Cite this article as:"Junior Capital Pool – Definition," in The Business Professor, updated April 7, 2020, last accessed October 20, 2020, https://thebusinessprofessor.com/lesson/junior-capital-pool-definition/.


Junior Capital Pool (JCP)

A junior capital pool (JCP) is a corporate structure that allows a company to issue its shares or stock options to the public before going into an actual business. JCP also refers to a company that engages in such an act. When a company goes public (issues stock options) before having an operational business structure, a junior capital pool exists.

JCP as a corporate practice is peculiar to Canada, it was first invented in Alberta, Canada and it only exists on Toronto’s TSX Venture Exchange. The goal of a JCP is to provide a capital structure through which start-ups or emerging companies can easily raise funds for business operations.

A Little More on What is a Junior Capital Pool (JCP)

A junior capital pool (JCP) is a form of corporate financing that started in Canada, it was first invented in the oil and gas industry. It serves as a alternative way startups can raise money to go public. Undergoing a JCP requires that an emerging firm or a startup gets a minimum of $100,000 as investment from founders and then issues its shares to the public in order to gain additional funds to start its business operation.

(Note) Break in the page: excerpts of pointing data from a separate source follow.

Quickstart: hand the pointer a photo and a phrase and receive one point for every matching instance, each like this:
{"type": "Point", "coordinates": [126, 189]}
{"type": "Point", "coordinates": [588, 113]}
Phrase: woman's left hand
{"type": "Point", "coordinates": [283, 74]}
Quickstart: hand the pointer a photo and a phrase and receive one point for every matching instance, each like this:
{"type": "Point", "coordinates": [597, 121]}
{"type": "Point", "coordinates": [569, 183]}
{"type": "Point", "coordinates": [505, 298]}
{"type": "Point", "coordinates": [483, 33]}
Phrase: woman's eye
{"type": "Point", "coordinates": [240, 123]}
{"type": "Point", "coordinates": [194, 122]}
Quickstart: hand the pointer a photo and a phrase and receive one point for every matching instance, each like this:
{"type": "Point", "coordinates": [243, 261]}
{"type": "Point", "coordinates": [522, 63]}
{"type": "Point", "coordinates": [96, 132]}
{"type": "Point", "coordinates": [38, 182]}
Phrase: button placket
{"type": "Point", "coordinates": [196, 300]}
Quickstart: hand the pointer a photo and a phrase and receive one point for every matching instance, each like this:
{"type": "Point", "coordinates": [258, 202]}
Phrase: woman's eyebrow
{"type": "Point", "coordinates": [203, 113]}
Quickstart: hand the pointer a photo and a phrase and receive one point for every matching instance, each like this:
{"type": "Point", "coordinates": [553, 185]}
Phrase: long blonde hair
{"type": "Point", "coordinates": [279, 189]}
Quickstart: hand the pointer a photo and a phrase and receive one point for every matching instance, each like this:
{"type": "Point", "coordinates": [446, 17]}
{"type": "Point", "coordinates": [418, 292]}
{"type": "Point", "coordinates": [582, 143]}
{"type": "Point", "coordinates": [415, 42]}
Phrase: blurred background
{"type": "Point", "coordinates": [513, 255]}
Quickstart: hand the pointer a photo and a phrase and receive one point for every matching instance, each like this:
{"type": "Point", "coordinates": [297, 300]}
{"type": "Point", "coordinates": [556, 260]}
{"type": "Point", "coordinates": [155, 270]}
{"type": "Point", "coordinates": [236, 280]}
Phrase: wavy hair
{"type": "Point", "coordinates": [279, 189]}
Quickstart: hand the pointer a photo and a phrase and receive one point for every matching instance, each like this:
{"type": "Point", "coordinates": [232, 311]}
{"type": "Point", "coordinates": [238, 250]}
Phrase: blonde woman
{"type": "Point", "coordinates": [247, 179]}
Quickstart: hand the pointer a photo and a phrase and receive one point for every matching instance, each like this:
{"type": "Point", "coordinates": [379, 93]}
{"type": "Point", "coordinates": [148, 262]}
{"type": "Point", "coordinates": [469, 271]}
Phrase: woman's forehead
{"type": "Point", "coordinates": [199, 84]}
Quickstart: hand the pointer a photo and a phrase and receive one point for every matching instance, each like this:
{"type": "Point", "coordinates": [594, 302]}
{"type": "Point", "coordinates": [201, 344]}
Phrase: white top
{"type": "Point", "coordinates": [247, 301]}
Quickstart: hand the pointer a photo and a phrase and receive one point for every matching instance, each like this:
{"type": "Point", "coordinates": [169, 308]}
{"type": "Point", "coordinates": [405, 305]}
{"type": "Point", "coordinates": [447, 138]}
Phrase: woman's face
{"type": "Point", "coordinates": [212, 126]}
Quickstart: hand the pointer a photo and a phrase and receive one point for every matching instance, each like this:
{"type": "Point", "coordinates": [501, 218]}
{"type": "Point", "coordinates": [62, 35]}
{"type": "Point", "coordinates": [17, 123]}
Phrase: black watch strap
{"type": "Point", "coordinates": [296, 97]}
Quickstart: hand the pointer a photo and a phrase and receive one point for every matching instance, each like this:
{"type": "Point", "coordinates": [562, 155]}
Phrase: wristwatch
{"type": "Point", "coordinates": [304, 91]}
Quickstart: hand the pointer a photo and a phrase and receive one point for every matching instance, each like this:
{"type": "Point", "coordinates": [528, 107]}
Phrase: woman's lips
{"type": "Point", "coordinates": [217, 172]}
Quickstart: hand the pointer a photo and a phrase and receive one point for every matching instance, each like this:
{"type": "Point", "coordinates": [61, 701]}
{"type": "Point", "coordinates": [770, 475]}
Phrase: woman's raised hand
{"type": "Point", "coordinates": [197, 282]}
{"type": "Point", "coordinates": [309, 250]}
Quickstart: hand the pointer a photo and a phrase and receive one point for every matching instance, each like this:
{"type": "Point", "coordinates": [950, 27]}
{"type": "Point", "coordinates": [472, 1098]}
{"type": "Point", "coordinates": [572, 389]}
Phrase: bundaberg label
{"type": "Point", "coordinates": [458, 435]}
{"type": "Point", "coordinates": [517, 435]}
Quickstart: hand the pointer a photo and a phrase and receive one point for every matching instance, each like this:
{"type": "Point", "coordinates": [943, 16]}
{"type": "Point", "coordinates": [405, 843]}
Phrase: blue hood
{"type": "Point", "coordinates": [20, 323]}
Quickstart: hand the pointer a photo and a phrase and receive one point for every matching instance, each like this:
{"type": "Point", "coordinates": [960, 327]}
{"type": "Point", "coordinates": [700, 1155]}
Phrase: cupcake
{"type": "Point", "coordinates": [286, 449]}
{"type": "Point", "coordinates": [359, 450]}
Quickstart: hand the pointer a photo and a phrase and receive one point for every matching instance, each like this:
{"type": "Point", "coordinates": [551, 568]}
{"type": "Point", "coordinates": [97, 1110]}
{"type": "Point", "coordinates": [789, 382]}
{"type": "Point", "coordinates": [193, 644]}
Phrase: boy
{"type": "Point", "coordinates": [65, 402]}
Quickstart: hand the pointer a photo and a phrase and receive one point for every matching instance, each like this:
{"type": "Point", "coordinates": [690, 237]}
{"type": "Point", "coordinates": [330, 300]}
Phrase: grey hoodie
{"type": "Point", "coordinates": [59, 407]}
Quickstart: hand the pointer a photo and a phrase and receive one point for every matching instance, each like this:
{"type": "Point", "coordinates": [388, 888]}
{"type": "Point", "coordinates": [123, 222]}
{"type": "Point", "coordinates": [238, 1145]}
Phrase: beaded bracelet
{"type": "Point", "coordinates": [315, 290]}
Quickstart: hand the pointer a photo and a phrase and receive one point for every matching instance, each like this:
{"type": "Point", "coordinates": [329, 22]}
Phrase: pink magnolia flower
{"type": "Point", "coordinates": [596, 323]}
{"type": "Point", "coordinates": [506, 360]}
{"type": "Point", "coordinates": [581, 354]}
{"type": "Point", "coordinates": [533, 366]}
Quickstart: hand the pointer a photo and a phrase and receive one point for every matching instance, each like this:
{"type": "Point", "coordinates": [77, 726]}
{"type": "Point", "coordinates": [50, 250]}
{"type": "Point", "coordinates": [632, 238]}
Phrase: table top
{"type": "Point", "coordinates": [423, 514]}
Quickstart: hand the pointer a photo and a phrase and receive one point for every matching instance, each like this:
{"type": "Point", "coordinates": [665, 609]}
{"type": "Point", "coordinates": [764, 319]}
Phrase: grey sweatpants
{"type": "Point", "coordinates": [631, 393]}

A junior capital pool has a structure that allows the founders of a company to fund it with a minimum of $100,000 before such a company is listed on the stock exchange (Canadain exchange). This corporate structure allows young startups that are yet to have a line of business operation to go public. JCPs have a lot of risks given that the companies have to means of income yet. The first JCP was invented in Alberta and was listed on the Alberta Stock Exchange.